Kadhimi non è parte dell’oligarchia che ha governato l’Iraq dall’invasione Usa del 2003. Era solo un burocrate assunto a capo dei servizi di intelligence nel 2016. Non ha un curriculum ufficiale pubblico, a disposizione c’è solo del materiale di archivio che mostra come non sia mai stato coinvolto nella politica nazionale o negli uffici governativi prima del 2016. Ha lavorato all’Iraq Foundation Memory, autorità creata dall’occupazione americana per confiscare milioni di documenti del regime di Saddam e trasferirli negli Stati uniti. Non ha un’affiliazione politica, anche se è vicino ai leader sciiti. Questo fa capire perché è stato scelto e perché rimarrà ostaggio dei gruppi politici sciiti che lo hanno nominato e delle fazioni sunnite e curde che gli hanno accordato la fiducia. Kadhimi sarà circondato da partiti che non gli permetteranno di lavorare in modo indipendente e contro i loro interessi e quelli delle milizie.

Tra le priorità che si trova di fronte ci sono l’emergenza sanitaria e la crisi economica causata dal crollo del prezzo del petrolio. Qual è la situazione socio-economica dell’Iraq?

È tragica e può diventare devastante. L’epidemia ha esaurito il già carente sistema sanitario. Se i casi di infezione aumenteranno come accaduto in questi giorni, il paese non sarà in grado di curare altre persone e questo provocherebbe il caos. A ciò si aggiunge il crollo del prezzo del greggio che ha ridotto le entrate del governo del 60-70% e che minaccia lo stop delle spese pubbliche essenziali a partire dagli stipendi di sei milioni di dipendenti pubblici. Il governo non è al momento in grado di pagare stipendi e pensioni: si dice che abbia attinto per milioni di dollari al fondo pensionistico per pagare i salari delle forze armate e dei dipendenti governativi.

Il movimento popolare ha ripreso a manifestare, dopo una rarefazione della protesta dovuta al Covid-19. Sarà in grado di ottenere quanto chiede, nonostante l’assenza di una leadership e la mancata partecipazione della comunità sunnita?

L’epidemia ha avuto un grande impatto sul movimento di protesta, costringendo migliaia di manifestanti a casa. Ma non ha spento la scintilla della mobilitazione né posto fine alla rivendicazione di un cambiamento. Moltissimi sono rimasti nelle tende a piazza Tahrir e nei presidi in altre città. In questi giorni hanno acceso fuochi, si sono scontrati con le forze di sicurezza. Resta da vedere se Kadhimi saprà guadagnare la fiducia del movimento iniziando a concretizzare alcune richieste, lotta alla corruzione, creazione di lavoro, disarmo delle milizie e miglioramento dei servizi pubblici. La piazza sta usando il coronavirus per riorganizzarsi e migliorare la propria efficacia: c’è stato dibattito tra i manifestanti sugli errori compiuti in questi mesi di rivolta, tra cui la capacità di allargarsi ulteriormente. Questa fase di rallentamento ha permesso ai manifestanti di imparare una lezione e preparare una seconda fase di rivolta più potente e organizzata. Questo rende il movimento molto più impegnativo per Kadhimi e l’establishment.

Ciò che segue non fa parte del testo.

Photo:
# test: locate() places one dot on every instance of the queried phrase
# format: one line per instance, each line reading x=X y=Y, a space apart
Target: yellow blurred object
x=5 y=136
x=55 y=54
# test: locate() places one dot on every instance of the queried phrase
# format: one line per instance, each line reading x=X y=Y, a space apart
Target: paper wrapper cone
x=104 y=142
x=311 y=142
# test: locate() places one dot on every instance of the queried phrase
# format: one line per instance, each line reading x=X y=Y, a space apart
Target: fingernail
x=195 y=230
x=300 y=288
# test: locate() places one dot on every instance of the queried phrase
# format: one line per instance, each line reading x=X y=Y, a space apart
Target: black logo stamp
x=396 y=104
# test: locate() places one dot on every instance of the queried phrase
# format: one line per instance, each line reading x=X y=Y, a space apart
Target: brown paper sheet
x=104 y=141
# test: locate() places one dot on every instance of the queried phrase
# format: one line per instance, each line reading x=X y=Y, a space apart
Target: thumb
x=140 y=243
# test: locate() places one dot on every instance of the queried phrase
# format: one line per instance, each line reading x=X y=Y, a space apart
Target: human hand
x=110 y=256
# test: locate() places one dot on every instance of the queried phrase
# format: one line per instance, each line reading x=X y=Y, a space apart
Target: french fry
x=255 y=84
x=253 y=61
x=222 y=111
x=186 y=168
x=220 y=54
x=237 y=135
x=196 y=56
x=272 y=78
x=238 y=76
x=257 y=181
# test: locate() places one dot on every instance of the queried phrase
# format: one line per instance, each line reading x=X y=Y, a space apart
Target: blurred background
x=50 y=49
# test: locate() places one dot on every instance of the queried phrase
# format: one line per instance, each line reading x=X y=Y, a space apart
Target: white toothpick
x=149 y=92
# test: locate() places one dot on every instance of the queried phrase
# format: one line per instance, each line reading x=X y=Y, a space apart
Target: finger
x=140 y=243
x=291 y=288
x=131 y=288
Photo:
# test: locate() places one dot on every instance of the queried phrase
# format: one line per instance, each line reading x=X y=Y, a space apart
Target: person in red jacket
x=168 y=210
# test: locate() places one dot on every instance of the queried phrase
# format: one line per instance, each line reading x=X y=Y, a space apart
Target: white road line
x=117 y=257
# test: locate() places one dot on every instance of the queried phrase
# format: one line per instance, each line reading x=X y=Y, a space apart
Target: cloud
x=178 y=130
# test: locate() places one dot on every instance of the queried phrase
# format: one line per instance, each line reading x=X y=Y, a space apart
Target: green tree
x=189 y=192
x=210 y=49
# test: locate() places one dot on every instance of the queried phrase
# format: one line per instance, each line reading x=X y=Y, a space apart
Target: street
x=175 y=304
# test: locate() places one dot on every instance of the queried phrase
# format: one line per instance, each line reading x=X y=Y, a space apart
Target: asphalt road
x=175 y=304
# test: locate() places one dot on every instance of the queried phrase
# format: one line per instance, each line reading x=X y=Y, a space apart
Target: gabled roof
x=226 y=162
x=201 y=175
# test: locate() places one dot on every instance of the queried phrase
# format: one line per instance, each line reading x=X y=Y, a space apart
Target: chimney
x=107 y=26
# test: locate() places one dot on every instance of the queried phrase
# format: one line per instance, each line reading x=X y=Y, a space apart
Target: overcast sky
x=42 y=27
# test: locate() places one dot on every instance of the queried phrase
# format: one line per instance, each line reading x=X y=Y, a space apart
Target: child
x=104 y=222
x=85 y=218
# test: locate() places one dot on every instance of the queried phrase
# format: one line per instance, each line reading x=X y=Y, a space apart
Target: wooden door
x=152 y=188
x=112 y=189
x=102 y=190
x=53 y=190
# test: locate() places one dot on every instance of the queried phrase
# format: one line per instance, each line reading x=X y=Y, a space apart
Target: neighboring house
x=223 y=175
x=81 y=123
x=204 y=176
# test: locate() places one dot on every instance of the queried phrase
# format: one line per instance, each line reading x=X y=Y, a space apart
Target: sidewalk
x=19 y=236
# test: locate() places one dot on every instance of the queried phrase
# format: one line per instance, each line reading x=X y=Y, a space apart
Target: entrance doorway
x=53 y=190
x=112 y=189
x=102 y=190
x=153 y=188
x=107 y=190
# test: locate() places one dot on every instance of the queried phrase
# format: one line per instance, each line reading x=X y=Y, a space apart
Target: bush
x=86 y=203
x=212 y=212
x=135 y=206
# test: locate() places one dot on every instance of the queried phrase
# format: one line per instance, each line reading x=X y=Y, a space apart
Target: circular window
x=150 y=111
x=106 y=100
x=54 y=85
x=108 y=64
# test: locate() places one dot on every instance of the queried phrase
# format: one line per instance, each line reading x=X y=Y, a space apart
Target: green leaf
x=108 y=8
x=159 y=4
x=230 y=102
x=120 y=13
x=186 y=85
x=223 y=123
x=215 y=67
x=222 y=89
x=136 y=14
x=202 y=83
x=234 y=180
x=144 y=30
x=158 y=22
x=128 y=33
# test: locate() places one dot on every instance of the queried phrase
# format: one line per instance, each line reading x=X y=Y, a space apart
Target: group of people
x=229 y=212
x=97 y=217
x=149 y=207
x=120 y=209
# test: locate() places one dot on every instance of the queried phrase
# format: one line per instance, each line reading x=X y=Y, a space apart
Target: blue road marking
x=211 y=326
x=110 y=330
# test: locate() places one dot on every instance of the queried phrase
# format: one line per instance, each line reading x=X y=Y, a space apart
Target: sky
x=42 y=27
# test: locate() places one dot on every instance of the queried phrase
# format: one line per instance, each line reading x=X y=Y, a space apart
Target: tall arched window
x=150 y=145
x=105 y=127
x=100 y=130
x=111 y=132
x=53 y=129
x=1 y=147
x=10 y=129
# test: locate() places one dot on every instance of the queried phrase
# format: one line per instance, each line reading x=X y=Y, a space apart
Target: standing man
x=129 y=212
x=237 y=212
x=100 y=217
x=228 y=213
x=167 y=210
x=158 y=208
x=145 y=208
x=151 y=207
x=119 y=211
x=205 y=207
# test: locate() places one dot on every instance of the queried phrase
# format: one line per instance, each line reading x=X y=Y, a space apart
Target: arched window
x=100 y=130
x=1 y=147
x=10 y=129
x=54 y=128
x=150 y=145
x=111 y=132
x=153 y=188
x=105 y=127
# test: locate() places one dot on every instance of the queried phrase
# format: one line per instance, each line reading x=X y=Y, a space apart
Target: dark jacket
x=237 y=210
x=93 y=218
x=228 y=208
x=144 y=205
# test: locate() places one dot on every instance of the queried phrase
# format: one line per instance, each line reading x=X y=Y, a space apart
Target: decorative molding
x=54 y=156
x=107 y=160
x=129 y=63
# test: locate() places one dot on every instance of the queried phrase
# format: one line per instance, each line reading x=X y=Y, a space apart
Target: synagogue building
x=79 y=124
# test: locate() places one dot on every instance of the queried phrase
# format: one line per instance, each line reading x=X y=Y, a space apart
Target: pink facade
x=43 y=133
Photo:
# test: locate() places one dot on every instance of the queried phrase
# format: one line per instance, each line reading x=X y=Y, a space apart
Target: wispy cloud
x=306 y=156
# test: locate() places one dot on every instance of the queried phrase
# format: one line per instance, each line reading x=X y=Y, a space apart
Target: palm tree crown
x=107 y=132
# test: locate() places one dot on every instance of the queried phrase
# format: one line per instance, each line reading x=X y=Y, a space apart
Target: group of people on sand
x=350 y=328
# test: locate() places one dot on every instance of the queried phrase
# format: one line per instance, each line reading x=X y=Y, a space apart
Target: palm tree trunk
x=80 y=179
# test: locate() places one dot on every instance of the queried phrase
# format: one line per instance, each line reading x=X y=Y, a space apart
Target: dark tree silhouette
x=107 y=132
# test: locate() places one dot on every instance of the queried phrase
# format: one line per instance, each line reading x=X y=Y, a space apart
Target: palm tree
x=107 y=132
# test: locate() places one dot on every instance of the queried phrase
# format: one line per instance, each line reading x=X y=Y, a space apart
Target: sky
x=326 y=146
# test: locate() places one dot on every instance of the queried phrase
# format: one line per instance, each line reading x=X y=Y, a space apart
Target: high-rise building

Quanto è probabile una guerra tra Usa e Iran? E quanto l’Iraq risente di questa tensione dopo l’omicidio del generale iraniano Qassem Suleimani?

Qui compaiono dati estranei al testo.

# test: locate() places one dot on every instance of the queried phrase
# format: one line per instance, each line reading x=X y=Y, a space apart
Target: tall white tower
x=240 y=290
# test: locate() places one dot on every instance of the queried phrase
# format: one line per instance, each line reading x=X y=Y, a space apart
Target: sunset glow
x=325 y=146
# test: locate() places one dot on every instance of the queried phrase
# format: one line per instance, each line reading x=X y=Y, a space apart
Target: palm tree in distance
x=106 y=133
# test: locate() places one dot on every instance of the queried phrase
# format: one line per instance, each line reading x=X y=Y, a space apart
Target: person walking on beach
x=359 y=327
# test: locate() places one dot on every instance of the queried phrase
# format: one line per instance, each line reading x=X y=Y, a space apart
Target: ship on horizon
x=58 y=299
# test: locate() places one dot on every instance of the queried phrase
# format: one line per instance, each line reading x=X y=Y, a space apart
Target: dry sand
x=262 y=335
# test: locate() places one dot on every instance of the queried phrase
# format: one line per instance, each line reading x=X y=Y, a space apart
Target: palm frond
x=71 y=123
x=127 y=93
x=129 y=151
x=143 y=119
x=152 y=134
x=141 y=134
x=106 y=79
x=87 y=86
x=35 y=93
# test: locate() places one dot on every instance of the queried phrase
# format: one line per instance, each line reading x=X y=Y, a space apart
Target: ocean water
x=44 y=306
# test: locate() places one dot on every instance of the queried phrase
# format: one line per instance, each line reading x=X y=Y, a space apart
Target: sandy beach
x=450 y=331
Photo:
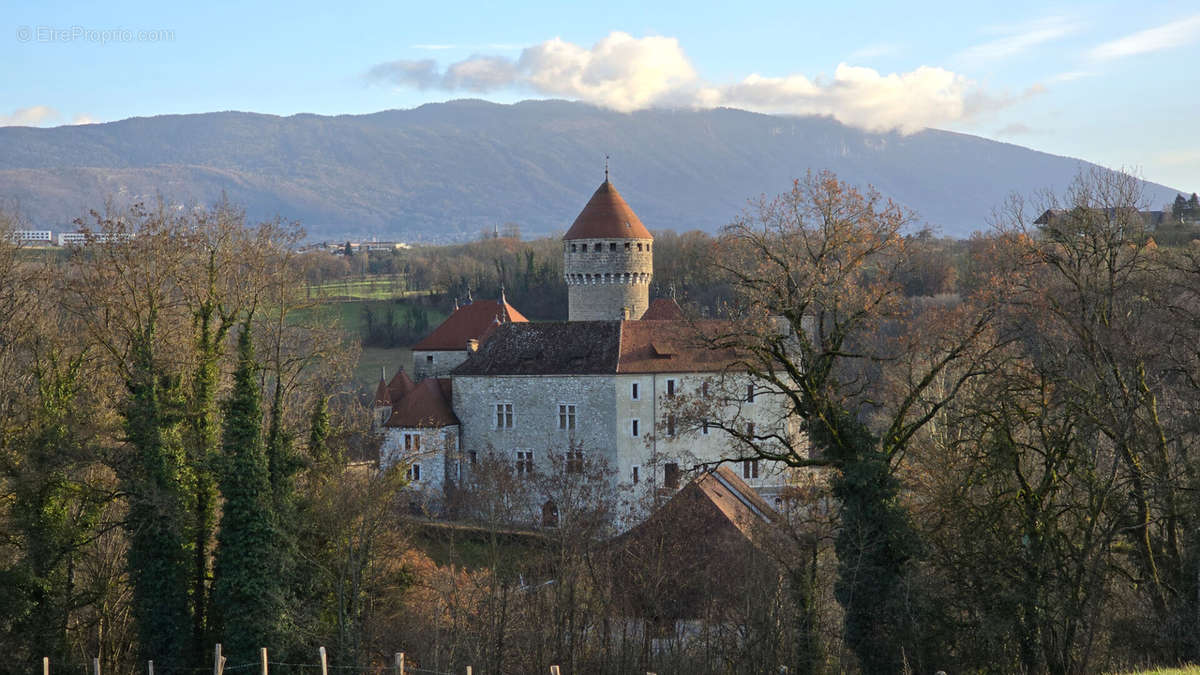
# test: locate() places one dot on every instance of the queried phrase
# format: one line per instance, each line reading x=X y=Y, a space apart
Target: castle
x=604 y=386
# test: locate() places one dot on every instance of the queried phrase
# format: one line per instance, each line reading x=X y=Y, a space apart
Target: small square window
x=575 y=461
x=504 y=416
x=671 y=475
x=525 y=463
x=567 y=417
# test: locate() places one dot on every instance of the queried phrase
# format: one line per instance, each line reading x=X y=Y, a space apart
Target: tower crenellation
x=607 y=260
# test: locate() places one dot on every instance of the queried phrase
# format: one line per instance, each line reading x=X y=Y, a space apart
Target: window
x=575 y=461
x=749 y=469
x=567 y=417
x=671 y=475
x=504 y=416
x=525 y=463
x=549 y=517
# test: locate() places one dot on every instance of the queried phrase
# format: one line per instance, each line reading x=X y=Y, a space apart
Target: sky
x=1110 y=82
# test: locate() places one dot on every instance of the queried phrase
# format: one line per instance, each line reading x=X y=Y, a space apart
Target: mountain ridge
x=445 y=171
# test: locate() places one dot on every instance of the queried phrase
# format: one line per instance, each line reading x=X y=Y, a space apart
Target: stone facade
x=607 y=278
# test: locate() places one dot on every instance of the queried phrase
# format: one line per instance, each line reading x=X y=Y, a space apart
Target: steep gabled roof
x=598 y=347
x=607 y=216
x=579 y=347
x=400 y=386
x=425 y=407
x=671 y=346
x=469 y=322
x=663 y=309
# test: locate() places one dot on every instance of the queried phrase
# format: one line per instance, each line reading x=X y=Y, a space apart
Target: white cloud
x=1020 y=40
x=1165 y=36
x=859 y=96
x=33 y=115
x=628 y=73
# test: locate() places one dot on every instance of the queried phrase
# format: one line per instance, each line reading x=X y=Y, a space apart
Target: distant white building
x=33 y=237
x=84 y=238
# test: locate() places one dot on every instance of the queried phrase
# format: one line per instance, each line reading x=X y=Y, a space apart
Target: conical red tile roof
x=607 y=216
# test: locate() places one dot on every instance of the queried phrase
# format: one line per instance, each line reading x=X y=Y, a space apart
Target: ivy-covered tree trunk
x=157 y=555
x=245 y=607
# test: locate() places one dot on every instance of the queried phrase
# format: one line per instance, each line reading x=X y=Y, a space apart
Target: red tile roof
x=607 y=216
x=425 y=407
x=469 y=322
x=663 y=309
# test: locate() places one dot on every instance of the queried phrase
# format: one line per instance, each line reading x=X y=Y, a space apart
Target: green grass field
x=366 y=374
x=373 y=287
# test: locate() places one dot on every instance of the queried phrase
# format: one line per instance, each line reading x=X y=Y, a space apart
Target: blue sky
x=1109 y=82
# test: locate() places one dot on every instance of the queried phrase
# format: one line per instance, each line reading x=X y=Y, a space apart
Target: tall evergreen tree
x=246 y=593
x=157 y=554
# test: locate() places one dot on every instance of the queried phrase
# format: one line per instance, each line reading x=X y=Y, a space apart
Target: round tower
x=607 y=260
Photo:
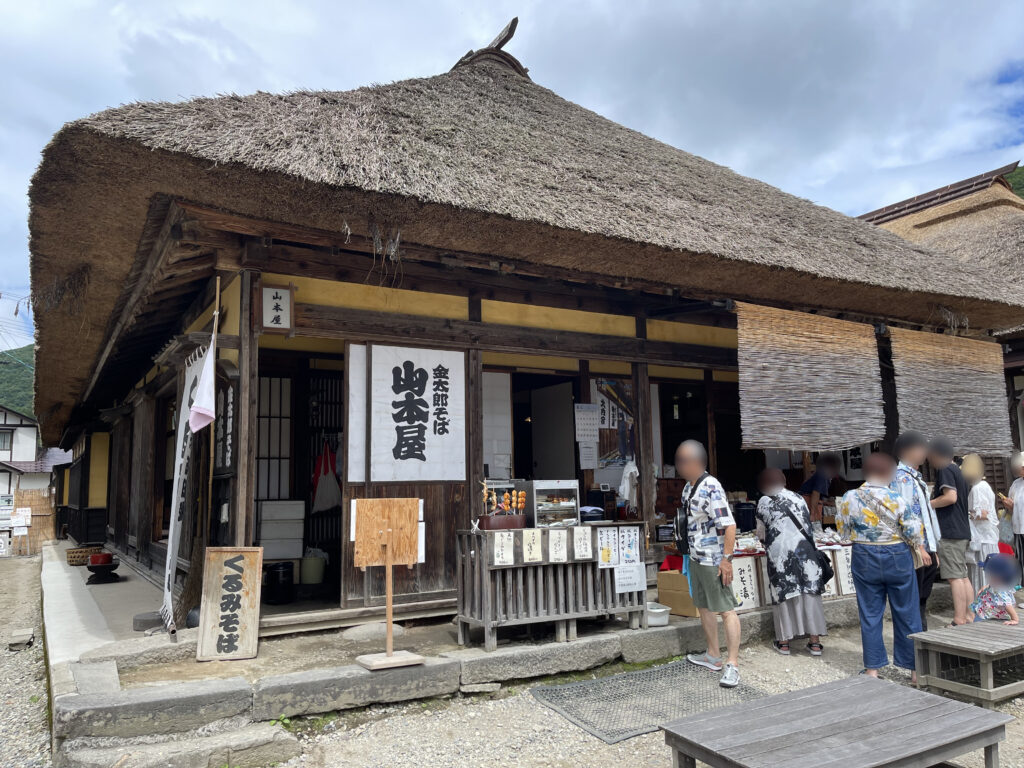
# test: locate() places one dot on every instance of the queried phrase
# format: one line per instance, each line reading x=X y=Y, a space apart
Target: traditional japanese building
x=978 y=220
x=418 y=284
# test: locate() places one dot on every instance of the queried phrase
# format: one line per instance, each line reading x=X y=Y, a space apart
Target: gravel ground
x=512 y=728
x=25 y=737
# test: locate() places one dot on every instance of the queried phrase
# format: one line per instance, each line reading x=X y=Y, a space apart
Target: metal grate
x=624 y=706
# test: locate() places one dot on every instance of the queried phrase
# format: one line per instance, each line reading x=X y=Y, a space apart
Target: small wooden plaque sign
x=228 y=623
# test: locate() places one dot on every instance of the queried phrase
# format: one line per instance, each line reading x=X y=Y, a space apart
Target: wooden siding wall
x=445 y=510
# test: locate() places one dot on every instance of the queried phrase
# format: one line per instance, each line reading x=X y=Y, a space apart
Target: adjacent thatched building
x=977 y=222
x=562 y=257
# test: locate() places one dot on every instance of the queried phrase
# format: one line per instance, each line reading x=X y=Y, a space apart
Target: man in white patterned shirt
x=711 y=535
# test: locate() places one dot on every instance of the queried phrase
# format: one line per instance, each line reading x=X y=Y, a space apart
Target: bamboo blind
x=807 y=382
x=952 y=387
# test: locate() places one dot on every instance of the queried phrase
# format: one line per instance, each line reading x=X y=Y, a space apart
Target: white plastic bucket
x=657 y=614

Una guerra di ampio raggio non sembra uno scenario possibile in questo momento, piuttosto schermaglie, missili, attacchi aerei sporadici. L’amministrazione Trump non sembra volere la guerra con l’Iran a meno che questa non aiuti a incrementare il consenso interno danneggiato dalla gestione della crisi Covid. Gli iraniani, da parte loro, sono esausti a causa della pandemia e del crollo del prezzo del petrolio, non sembrano avere abbastanza risorse per una guerra. Ma non vogliono comunque lasciare la presa sull’Iraq, che resterebbe il campo di battaglia di conflitti per procura. Probabilmente Washington tenterà di usare Kadhimi per consolidare la sua presenza nel paese, per questo ha già dichiarato il suo appoggio al nuovo governo. Ma la situazione è più complicata: Washington dà per scontato che Kadhimi avrà successo, lo stesso entusiasmo mostrato per i cinque primi ministri che l’Iraq ha avuto dal 2003. Ma Kadhimi non ha un partito politico alle spalle, né una milizia e questo lo rende molto più debole dei suoi predecessori e dunque più prono all’Iran e ai suoi proxy.